「千と千尋の神隠し」

 まぁコレはもう言わずもがなですけどね。素晴らしかったですね、この美術、イマジネーション。オレ事あるごとに言ってるんだけど「もののけ姫」が嫌いで(失礼)それに比べて……とつい言っちゃうんだよね。もののけ姫で一番嫌だったのは理屈っぽさで、それに比べてコレの理屈抜きの楽しさには圧倒されたノダ。

 昔からのオトギ話のセオリーをしっかり踏まえていて、社会で生きて仕事の厳しさを学んで行く少女の成長は感動的だし、あの広大な水面の上をサーッと走って行く列車の情景のなんと素敵なことか! そして文字通りなんの説明もなく最後まで素性が分からないのに突出しているキャラの「カオナシ」今までにあんなキャラはどんな映画にも無かったですね。
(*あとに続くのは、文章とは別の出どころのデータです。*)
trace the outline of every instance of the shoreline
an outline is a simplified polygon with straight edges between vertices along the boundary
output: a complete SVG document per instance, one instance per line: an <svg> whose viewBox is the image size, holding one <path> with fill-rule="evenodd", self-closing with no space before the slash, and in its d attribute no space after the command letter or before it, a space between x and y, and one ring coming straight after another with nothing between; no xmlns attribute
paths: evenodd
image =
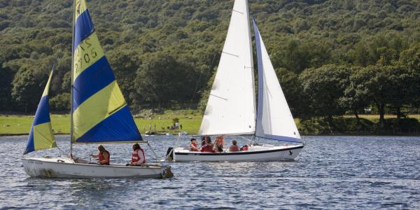
<svg viewBox="0 0 420 210"><path fill-rule="evenodd" d="M27 134L0 134L0 137L7 137L7 136L27 136L29 135L29 133ZM66 133L60 133L60 134L55 134L55 136L69 136L70 135L70 134L66 134ZM195 136L197 135L197 134L188 134L186 136ZM141 134L141 136L146 136L146 134ZM152 136L167 136L164 134L153 134L152 135ZM178 136L177 134L172 134L172 136ZM416 136L420 136L420 134L407 134L407 133L403 133L403 134L354 134L354 133L347 133L347 134L301 134L301 136L413 136L413 137L416 137Z"/></svg>

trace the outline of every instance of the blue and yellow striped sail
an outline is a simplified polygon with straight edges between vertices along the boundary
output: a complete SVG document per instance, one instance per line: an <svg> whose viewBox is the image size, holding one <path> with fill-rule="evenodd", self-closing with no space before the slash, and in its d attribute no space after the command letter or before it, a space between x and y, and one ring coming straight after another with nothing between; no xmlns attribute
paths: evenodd
<svg viewBox="0 0 420 210"><path fill-rule="evenodd" d="M29 131L28 144L26 150L23 153L24 155L38 150L57 147L51 127L50 105L48 104L48 90L53 72L54 70L51 71L48 82L38 105L34 122Z"/></svg>
<svg viewBox="0 0 420 210"><path fill-rule="evenodd" d="M104 54L84 0L76 0L74 28L74 141L142 140Z"/></svg>

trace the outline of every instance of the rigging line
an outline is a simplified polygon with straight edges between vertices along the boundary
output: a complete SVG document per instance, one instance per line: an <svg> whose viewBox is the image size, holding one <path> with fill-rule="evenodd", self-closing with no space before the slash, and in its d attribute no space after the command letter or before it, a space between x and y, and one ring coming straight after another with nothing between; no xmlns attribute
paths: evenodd
<svg viewBox="0 0 420 210"><path fill-rule="evenodd" d="M216 55L217 55L217 52L214 52L214 55L213 55L213 59L211 60L211 65L210 66L210 71L211 71L211 70L214 68L214 59L216 58ZM195 84L195 88L194 89L194 93L192 94L192 99L191 99L191 101L190 102L190 108L191 108L192 105L192 102L194 102L194 99L195 98L195 95L197 93L197 89L198 89L198 85L200 85L200 82L201 81L201 78L202 76L203 75L203 71L200 71L200 76L198 77L198 79L197 80L197 83Z"/></svg>
<svg viewBox="0 0 420 210"><path fill-rule="evenodd" d="M212 95L212 96L214 96L214 97L217 97L217 98L222 99L223 99L223 100L227 101L227 99L225 99L225 98L223 98L223 97L218 97L218 96L217 96L217 95L215 95L215 94L211 94L211 93L210 93L210 95Z"/></svg>
<svg viewBox="0 0 420 210"><path fill-rule="evenodd" d="M242 12L239 12L239 11L238 11L238 10L233 10L233 11L235 11L235 12L237 12L237 13L240 13L240 14L241 14L241 15L244 15L244 13L242 13Z"/></svg>
<svg viewBox="0 0 420 210"><path fill-rule="evenodd" d="M232 55L232 56L234 56L234 57L239 57L239 55L234 55L234 54L231 54L231 53L226 52L223 52L223 51L222 51L222 53L227 54L227 55Z"/></svg>

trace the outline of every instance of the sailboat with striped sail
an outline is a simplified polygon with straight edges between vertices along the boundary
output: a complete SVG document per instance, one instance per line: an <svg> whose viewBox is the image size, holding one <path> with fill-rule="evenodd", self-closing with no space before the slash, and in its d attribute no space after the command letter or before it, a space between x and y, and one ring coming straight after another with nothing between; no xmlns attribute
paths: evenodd
<svg viewBox="0 0 420 210"><path fill-rule="evenodd" d="M246 151L231 152L225 148L220 153L201 153L178 147L174 148L173 153L168 153L168 155L172 155L172 160L178 162L293 160L303 148L304 142L253 20L253 23L258 65L257 102L248 1L235 0L199 135L252 135L253 138L295 144L250 144Z"/></svg>
<svg viewBox="0 0 420 210"><path fill-rule="evenodd" d="M147 143L143 141L105 57L85 0L76 0L74 9L70 155L24 158L26 172L31 176L57 178L171 177L169 166L99 165L73 156L74 144ZM48 102L51 77L24 154L55 146Z"/></svg>

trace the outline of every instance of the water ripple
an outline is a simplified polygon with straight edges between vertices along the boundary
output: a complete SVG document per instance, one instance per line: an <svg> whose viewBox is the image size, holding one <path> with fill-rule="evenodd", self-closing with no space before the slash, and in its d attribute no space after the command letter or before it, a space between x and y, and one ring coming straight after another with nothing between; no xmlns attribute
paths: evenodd
<svg viewBox="0 0 420 210"><path fill-rule="evenodd" d="M176 136L148 138L160 157L176 142ZM29 178L20 161L26 136L0 137L0 209L420 209L420 138L309 136L307 142L294 162L173 163L170 179L66 180ZM68 136L58 136L57 144L68 153ZM131 145L106 147L113 162L129 160ZM75 148L88 159L95 151L95 145Z"/></svg>

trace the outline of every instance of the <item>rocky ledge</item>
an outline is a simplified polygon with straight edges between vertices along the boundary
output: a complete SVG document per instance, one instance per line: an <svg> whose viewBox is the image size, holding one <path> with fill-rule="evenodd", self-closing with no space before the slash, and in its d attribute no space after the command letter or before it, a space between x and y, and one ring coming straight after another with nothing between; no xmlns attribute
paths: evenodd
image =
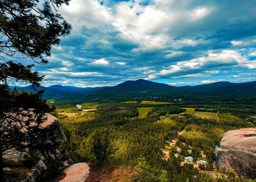
<svg viewBox="0 0 256 182"><path fill-rule="evenodd" d="M216 155L222 171L237 171L244 178L256 178L256 128L228 131L222 137Z"/></svg>
<svg viewBox="0 0 256 182"><path fill-rule="evenodd" d="M65 177L59 182L83 182L89 175L87 163L77 163L64 170Z"/></svg>

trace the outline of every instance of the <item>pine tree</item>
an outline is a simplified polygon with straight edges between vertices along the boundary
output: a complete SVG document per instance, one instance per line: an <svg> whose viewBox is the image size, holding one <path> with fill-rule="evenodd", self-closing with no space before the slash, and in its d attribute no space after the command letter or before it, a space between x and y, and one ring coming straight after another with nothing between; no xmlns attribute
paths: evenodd
<svg viewBox="0 0 256 182"><path fill-rule="evenodd" d="M70 32L71 25L57 12L69 0L46 0L41 5L39 0L0 0L0 182L3 181L5 151L14 148L22 153L39 150L37 145L42 142L40 134L44 132L41 124L46 119L45 114L53 109L42 98L41 91L33 94L10 89L8 84L14 82L34 88L44 78L31 71L34 65L15 63L11 59L48 63L45 58L50 55L52 46Z"/></svg>

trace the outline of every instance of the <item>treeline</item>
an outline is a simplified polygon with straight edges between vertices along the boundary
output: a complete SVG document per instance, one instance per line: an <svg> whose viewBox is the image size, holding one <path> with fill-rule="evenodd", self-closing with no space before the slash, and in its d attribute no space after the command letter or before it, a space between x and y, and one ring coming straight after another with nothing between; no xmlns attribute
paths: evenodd
<svg viewBox="0 0 256 182"><path fill-rule="evenodd" d="M222 135L229 130L253 126L242 118L225 115L220 115L218 122L190 115L185 118L168 116L185 110L181 109L176 106L153 108L147 117L139 119L134 105L111 103L81 116L56 117L78 162L94 162L103 168L138 165L140 169L132 178L134 181L192 181L194 175L200 178L192 165L180 166L184 158L174 157L176 149L171 150L167 161L161 158L160 149L183 129L176 143L181 149L181 154L189 155L188 145L191 145L192 154L189 155L193 155L195 162L203 151L212 165L205 167L212 170L216 159L215 145L219 145ZM158 122L160 115L165 118Z"/></svg>
<svg viewBox="0 0 256 182"><path fill-rule="evenodd" d="M152 109L151 111L148 112L148 115L150 115L154 113L154 114L157 115L158 116L165 116L166 114L180 114L185 111L186 111L185 109L180 108L176 106L164 107L154 107Z"/></svg>

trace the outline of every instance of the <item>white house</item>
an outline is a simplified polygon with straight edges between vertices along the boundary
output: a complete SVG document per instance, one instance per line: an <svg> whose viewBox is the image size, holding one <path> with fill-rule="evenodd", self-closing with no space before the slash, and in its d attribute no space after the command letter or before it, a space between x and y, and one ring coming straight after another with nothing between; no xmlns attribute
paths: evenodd
<svg viewBox="0 0 256 182"><path fill-rule="evenodd" d="M193 161L193 157L191 156L185 157L185 160L188 162Z"/></svg>
<svg viewBox="0 0 256 182"><path fill-rule="evenodd" d="M200 160L200 162L202 162L203 164L207 164L207 161L205 161Z"/></svg>

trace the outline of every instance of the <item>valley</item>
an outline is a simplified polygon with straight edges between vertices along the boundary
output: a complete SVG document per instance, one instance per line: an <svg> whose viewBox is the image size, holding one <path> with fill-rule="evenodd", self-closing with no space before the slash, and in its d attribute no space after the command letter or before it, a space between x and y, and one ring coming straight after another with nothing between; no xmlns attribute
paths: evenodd
<svg viewBox="0 0 256 182"><path fill-rule="evenodd" d="M213 179L221 136L256 127L255 95L109 89L48 100L76 162L89 164L88 181Z"/></svg>

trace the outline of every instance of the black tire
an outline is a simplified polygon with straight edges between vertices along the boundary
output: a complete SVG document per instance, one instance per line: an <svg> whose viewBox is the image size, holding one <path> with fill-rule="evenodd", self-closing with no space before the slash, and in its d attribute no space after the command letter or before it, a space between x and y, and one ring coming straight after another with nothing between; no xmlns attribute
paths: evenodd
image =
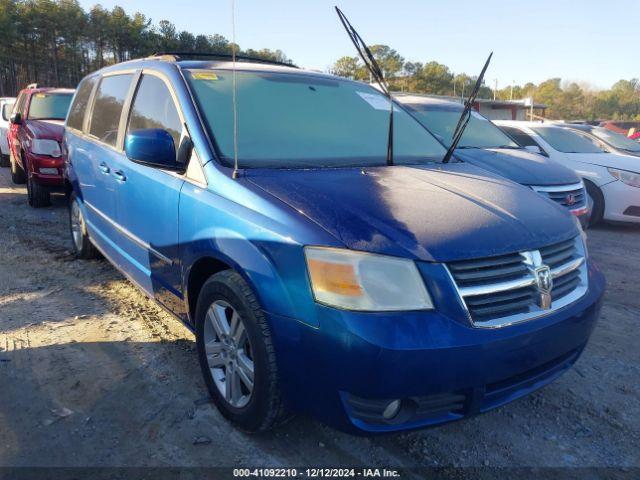
<svg viewBox="0 0 640 480"><path fill-rule="evenodd" d="M11 181L16 185L22 185L27 181L24 170L16 163L13 153L9 153L9 163L11 165Z"/></svg>
<svg viewBox="0 0 640 480"><path fill-rule="evenodd" d="M74 238L74 205L78 208L79 212L79 224L78 228L78 241ZM69 232L71 233L71 244L77 258L82 260L91 260L99 258L100 253L98 249L91 243L89 239L89 233L87 232L87 225L82 216L82 209L80 208L79 200L75 193L72 193L69 197Z"/></svg>
<svg viewBox="0 0 640 480"><path fill-rule="evenodd" d="M47 187L33 181L32 177L27 178L27 200L33 208L48 207L51 205L51 193Z"/></svg>
<svg viewBox="0 0 640 480"><path fill-rule="evenodd" d="M587 194L593 201L591 217L589 218L589 226L593 227L602 222L602 218L604 217L604 195L602 195L600 189L593 183L585 181L584 184L587 188Z"/></svg>
<svg viewBox="0 0 640 480"><path fill-rule="evenodd" d="M222 301L233 308L244 324L251 344L254 366L253 391L242 408L228 402L216 386L205 352L205 322L209 308ZM251 287L232 270L213 275L205 282L196 308L196 346L205 383L222 415L247 432L269 430L285 417L273 340L265 315Z"/></svg>

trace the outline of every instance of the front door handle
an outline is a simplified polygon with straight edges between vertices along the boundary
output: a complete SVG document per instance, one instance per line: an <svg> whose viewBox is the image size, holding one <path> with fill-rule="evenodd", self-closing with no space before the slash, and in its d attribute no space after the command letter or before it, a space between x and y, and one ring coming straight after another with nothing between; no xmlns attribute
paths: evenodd
<svg viewBox="0 0 640 480"><path fill-rule="evenodd" d="M113 172L113 176L116 177L116 180L119 182L126 182L127 181L127 177L124 173L122 173L121 170L116 170L115 172Z"/></svg>

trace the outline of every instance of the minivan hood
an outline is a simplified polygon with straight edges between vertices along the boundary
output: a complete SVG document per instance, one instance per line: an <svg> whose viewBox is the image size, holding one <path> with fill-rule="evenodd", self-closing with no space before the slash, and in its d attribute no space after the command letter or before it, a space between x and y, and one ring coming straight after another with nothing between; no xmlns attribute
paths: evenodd
<svg viewBox="0 0 640 480"><path fill-rule="evenodd" d="M62 120L27 120L26 128L32 138L62 141L64 121Z"/></svg>
<svg viewBox="0 0 640 480"><path fill-rule="evenodd" d="M473 165L248 170L345 246L427 261L539 248L578 232L561 207Z"/></svg>
<svg viewBox="0 0 640 480"><path fill-rule="evenodd" d="M524 149L466 148L456 150L456 157L522 185L569 185L580 182L573 170Z"/></svg>
<svg viewBox="0 0 640 480"><path fill-rule="evenodd" d="M618 153L567 153L571 160L640 173L640 159Z"/></svg>

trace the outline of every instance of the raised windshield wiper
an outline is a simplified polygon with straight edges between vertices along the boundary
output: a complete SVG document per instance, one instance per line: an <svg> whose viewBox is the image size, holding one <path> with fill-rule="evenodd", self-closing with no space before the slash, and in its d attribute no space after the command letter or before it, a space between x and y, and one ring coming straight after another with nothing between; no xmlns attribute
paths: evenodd
<svg viewBox="0 0 640 480"><path fill-rule="evenodd" d="M467 124L469 123L469 119L471 118L471 109L473 108L473 103L476 100L476 96L478 95L478 91L480 90L480 86L482 85L482 79L484 78L484 74L487 71L487 67L489 66L489 62L491 62L491 57L493 56L493 52L489 54L489 58L482 67L482 71L478 76L478 80L476 80L476 84L473 86L473 90L471 90L471 95L464 104L464 110L462 110L462 115L460 115L460 120L458 120L458 125L456 125L456 129L453 131L453 135L451 138L453 139L451 145L449 146L449 150L445 154L442 159L442 163L449 163L453 152L455 151L460 139L462 138L462 134L464 133L464 129L467 128Z"/></svg>
<svg viewBox="0 0 640 480"><path fill-rule="evenodd" d="M347 31L347 35L349 35L349 38L358 51L358 55L360 55L360 58L364 62L365 66L367 67L369 72L371 72L372 78L380 86L380 90L382 90L382 93L384 93L384 95L389 99L389 137L387 138L387 165L393 165L393 98L391 97L391 93L389 91L389 85L384 78L384 74L382 73L380 65L378 65L378 62L373 57L371 50L369 50L367 44L364 43L364 40L362 39L360 34L356 31L355 28L353 28L345 14L342 13L342 10L340 10L338 7L335 8L338 17L342 22L342 26Z"/></svg>

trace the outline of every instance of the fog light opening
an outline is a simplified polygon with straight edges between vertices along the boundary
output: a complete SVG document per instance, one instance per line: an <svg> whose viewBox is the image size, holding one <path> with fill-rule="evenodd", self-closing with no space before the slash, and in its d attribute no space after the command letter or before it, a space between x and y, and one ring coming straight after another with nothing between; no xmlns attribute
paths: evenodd
<svg viewBox="0 0 640 480"><path fill-rule="evenodd" d="M398 415L398 413L400 413L401 407L402 407L401 400L393 400L389 402L389 404L385 407L384 411L382 412L382 417L385 420L393 420Z"/></svg>

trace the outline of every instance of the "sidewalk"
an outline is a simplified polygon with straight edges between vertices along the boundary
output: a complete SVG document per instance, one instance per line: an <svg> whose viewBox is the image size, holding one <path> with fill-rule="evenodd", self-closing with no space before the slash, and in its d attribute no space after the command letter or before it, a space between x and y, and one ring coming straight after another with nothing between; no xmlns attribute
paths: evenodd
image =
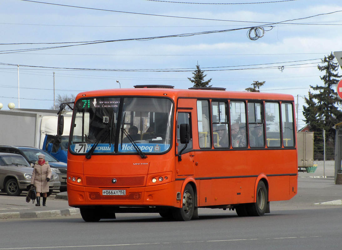
<svg viewBox="0 0 342 250"><path fill-rule="evenodd" d="M69 207L66 192L54 194L48 197L46 207L36 207L36 202L27 202L26 192L19 196L0 193L0 219L42 218L78 214L78 208ZM0 220L0 221L1 221Z"/></svg>
<svg viewBox="0 0 342 250"><path fill-rule="evenodd" d="M333 161L326 161L325 169L323 162L314 163L317 165L314 173L299 172L297 195L290 200L271 202L271 211L291 209L294 206L298 209L310 209L324 208L329 205L336 207L342 205L342 185L335 184ZM35 202L34 204L31 201L26 202L26 192L19 196L10 196L5 193L0 193L0 221L1 219L80 214L79 209L69 207L66 192L53 193L48 197L47 207L36 207Z"/></svg>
 最近の宮崎作品は全くの監督個人のスタンドプレイですよね。勿論アニメを製作するにはアニメーターを始めとするたくさんのスタッフがいるだろうけど、内容に関しては全く宮崎監督個人で考えられたモノで脚本もひとりで書かれていますね。そこがディズニーの様に全てがシステマティックに作られている作品と違うところではないかな。

 悪く言えば「ハウルの動く城」でもそうだったけど、監督だけが分かっていて観客には分かりにくい部分もあるが、個人で考えてるだけに「カオナシ」の様な不思議でしかも人間っぽい独創的なキャラも生まれて来る。理屈を言えばこの作品も最後の川の神様と千尋の因果関係とかちょっと腑に落ちない点もあるけど、でもそんなことを吹き飛ばす全編の絢爛たる美術! ぞくぞくとやって来る神様たちの造形! 久石嬢の音楽! 海の中に建つ湯屋等々……この色使い、アニメならではのイマジネーションの素晴らしさに子供の様に目を奪われてしまいますね。

 千尋がオニギリを食べながらあり得ない大粒の涙を流す表現が賛否両論みたいですけど、オレは一緒に泣きそうになりました(笑)

「ハウルの動く城」でも終盤主人公が大粒の涙を流すシーンがあるんだけど、こちらはちょっと違和感があったかな……皆さんはどうお感じになったでしょうか?